US patents: A matter of trust

This article focuses on typical interactions and considerations that occur during the earliest phases of the attorney/client interactions.

The most important element required to be established in the relationship between inventor and patent attorney is the element of mutual trust. Without attorney/client trust, the potential for missteps on both parts and faulty counselling increases geometrically.

There are statutory patent laws and regulations which require action to be taken prior to prescribed and unforgiving deadlines. For example, failure to file a US patent application within a year after commercialisation of the invention will result in the forfeiture of all related valid patent rights. For this and other reasons, therefore, the attorney must be provided with all material information relating to an invention and its development.

A question that sometimes arises concerns the decision as to whether to keep elements of the invention as a trade secret, if possible, as opposed to pursuing patent protection. This is a more likely scenario where the invention relates to chemical and/or industrial processes that are not easily reverse engineered or analysed. The relaxation of the former ‘best mode’ requirements now enables inventors to consider the trade secret option.

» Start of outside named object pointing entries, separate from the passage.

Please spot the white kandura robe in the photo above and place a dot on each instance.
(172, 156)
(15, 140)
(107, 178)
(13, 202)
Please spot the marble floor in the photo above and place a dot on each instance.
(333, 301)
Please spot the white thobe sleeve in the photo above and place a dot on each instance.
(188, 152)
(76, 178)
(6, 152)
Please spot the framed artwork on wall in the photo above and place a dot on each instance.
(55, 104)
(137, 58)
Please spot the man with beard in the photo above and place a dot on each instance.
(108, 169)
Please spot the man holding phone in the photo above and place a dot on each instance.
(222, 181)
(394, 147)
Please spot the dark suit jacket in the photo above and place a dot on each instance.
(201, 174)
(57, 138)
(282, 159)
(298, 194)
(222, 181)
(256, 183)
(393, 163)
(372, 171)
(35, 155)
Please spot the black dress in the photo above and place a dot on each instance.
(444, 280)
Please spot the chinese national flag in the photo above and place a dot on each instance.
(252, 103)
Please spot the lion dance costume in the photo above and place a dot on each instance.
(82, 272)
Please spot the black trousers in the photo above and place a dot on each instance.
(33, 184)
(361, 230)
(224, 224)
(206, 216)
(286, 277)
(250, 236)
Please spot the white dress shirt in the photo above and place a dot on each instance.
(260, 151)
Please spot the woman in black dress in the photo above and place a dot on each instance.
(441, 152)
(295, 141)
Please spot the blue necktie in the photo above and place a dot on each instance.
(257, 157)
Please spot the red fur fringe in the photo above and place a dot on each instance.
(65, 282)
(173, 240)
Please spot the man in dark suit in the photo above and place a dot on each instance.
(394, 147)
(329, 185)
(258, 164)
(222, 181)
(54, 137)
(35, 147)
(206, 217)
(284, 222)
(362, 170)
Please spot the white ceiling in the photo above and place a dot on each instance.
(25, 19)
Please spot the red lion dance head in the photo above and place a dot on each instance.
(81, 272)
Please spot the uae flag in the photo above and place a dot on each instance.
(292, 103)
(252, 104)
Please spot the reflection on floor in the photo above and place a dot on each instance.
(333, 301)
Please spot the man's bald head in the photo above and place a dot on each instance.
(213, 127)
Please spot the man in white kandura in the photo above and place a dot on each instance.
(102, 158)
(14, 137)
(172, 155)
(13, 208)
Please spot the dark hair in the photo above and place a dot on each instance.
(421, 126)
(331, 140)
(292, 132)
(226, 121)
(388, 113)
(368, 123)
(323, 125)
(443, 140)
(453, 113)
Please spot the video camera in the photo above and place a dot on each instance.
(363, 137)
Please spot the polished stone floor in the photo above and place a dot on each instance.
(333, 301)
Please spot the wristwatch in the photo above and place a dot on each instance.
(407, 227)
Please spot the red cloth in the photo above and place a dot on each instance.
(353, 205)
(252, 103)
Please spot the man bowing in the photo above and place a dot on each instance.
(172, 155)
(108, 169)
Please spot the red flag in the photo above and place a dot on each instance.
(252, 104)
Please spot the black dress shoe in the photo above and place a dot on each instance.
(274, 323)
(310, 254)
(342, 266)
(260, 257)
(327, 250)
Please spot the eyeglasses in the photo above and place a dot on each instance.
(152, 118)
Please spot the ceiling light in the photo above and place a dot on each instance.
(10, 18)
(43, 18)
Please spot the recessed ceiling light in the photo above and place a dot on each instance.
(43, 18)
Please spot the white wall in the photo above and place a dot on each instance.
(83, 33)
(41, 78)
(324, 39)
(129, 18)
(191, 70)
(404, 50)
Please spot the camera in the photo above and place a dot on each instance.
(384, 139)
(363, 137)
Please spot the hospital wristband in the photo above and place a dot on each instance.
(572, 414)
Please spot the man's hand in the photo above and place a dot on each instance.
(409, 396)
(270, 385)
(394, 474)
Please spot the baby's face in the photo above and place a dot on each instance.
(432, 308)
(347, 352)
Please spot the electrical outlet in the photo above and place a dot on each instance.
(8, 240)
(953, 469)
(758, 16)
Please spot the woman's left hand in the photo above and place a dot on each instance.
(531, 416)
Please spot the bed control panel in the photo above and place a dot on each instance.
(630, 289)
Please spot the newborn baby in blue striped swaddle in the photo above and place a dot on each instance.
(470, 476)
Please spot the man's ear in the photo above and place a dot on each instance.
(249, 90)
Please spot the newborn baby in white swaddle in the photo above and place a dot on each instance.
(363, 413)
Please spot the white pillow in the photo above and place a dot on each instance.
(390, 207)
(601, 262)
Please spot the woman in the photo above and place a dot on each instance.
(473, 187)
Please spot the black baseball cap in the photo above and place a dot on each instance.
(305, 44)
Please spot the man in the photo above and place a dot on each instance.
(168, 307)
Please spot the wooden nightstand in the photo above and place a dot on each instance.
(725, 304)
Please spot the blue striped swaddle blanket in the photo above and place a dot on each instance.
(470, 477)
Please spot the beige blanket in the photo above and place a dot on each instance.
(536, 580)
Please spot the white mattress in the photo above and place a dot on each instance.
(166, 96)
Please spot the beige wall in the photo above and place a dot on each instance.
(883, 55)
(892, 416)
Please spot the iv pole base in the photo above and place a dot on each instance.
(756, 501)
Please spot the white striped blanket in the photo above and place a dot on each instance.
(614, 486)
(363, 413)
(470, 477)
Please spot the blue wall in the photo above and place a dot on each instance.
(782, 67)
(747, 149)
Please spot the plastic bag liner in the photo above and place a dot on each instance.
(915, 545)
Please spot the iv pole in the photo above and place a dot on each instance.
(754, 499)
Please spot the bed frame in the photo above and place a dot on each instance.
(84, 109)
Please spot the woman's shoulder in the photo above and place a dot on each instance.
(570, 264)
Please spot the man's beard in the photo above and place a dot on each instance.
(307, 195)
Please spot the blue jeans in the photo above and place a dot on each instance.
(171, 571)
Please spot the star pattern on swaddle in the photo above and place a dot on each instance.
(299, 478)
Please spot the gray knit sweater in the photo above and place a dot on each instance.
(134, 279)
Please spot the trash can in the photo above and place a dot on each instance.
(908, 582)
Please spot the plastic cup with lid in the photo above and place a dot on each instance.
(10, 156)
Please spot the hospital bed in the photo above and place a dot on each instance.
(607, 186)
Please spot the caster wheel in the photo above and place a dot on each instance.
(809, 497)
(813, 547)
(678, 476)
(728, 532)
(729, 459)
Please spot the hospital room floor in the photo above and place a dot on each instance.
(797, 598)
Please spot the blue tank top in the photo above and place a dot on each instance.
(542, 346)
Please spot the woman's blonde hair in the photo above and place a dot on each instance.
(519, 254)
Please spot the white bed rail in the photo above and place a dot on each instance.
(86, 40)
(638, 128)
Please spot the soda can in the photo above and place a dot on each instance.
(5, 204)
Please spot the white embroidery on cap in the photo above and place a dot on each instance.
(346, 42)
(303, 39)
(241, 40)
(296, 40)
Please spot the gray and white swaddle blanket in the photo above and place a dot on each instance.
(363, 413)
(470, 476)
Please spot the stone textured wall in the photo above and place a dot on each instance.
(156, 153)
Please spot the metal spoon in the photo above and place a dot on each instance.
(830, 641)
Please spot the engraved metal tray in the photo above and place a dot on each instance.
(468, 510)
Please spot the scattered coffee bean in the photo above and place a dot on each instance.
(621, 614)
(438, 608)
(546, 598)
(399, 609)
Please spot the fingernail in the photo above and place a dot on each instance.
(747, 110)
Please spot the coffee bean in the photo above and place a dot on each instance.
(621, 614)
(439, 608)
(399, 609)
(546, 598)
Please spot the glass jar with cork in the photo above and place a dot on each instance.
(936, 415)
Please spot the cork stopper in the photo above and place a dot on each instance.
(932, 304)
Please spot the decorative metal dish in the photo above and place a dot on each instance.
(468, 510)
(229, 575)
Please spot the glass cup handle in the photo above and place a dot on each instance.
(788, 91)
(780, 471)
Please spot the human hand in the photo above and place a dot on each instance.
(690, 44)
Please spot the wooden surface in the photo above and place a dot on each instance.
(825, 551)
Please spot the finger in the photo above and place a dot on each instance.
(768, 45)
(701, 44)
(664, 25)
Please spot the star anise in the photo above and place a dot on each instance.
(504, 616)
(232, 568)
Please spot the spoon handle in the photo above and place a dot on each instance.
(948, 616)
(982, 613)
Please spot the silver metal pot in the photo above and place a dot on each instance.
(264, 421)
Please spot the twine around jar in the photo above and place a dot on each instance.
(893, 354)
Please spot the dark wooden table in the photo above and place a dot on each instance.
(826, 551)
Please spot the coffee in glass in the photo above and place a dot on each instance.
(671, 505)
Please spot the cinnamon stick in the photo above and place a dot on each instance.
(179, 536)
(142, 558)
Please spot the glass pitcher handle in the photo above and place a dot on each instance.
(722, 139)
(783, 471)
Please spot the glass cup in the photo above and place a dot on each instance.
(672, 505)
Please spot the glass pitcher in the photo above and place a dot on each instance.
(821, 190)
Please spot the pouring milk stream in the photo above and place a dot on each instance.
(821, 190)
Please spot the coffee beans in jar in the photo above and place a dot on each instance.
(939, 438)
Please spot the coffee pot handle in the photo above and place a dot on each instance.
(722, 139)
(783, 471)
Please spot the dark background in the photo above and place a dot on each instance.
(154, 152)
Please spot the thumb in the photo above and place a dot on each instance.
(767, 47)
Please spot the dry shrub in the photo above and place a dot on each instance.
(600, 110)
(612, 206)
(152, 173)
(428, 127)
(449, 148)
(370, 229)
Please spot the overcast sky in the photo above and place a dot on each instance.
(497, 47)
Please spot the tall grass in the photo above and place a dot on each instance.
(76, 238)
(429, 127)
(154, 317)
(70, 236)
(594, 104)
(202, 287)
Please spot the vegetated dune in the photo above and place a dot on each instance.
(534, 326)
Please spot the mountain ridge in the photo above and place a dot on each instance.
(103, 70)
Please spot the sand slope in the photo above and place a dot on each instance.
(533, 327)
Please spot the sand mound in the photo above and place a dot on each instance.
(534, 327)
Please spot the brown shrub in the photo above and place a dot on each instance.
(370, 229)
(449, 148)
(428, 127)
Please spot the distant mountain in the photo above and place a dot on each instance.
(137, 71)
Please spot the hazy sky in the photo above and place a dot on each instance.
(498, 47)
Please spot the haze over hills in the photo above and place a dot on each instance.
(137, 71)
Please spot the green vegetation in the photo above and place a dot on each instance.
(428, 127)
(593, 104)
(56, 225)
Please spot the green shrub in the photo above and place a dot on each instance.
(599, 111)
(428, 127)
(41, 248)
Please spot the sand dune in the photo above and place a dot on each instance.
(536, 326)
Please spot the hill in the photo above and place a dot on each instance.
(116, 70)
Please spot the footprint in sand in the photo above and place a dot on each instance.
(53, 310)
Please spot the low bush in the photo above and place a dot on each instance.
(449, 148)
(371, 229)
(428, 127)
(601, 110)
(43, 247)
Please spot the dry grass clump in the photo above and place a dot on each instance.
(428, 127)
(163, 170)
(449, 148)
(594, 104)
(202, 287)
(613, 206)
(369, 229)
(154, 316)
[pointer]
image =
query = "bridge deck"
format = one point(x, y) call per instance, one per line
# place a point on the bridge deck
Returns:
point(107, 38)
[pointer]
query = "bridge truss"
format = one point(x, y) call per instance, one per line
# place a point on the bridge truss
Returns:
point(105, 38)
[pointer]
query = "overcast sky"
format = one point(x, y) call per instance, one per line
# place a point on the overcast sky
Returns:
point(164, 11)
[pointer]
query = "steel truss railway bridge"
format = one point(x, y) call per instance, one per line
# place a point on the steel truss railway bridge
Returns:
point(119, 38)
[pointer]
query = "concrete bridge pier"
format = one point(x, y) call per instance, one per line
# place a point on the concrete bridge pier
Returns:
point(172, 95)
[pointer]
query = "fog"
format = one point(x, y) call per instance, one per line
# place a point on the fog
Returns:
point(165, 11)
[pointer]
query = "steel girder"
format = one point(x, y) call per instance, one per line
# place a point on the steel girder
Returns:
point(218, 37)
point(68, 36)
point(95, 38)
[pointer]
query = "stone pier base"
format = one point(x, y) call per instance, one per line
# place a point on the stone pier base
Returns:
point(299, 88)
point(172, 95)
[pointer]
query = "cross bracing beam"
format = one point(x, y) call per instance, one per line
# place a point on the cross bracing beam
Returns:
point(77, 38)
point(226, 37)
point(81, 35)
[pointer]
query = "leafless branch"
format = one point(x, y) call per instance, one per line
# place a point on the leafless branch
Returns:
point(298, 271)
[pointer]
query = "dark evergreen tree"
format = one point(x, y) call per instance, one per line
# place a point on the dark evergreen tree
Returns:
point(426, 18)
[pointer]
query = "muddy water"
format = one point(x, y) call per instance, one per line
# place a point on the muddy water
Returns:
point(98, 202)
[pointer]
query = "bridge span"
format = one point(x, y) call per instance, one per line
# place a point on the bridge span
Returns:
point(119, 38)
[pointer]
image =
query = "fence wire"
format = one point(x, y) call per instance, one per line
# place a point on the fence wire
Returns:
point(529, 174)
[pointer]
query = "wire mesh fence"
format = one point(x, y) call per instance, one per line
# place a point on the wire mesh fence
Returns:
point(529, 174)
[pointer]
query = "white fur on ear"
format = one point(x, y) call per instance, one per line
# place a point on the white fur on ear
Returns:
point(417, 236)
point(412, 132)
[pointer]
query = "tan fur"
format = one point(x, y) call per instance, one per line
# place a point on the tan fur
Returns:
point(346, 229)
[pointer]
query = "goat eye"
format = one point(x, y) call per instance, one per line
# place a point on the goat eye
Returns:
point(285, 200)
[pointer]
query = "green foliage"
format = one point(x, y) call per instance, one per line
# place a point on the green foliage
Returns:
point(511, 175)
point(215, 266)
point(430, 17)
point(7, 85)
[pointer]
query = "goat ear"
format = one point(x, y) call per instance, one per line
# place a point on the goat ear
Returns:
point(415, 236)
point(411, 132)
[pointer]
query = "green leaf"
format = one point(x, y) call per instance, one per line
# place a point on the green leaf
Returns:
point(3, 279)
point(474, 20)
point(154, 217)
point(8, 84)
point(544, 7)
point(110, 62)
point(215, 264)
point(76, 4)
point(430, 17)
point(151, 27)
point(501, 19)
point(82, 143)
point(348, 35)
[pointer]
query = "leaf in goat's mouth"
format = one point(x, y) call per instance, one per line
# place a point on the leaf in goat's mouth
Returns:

In 2013, the US migrated from a ‘first to invent’ to a ‘first to file’ system in awarding patents to inventors. This has created a race to the US Patent and Trademark Office among inventors. It is essential that inventors provide their patent attorneys with a complete invention disclosure, not merely a concept outline. Once an invention is made, the statutory bar clock starts ticking, as does the need to get on file as soon as possible. All the more reason to promptly cement the trusting attorney/client relationship.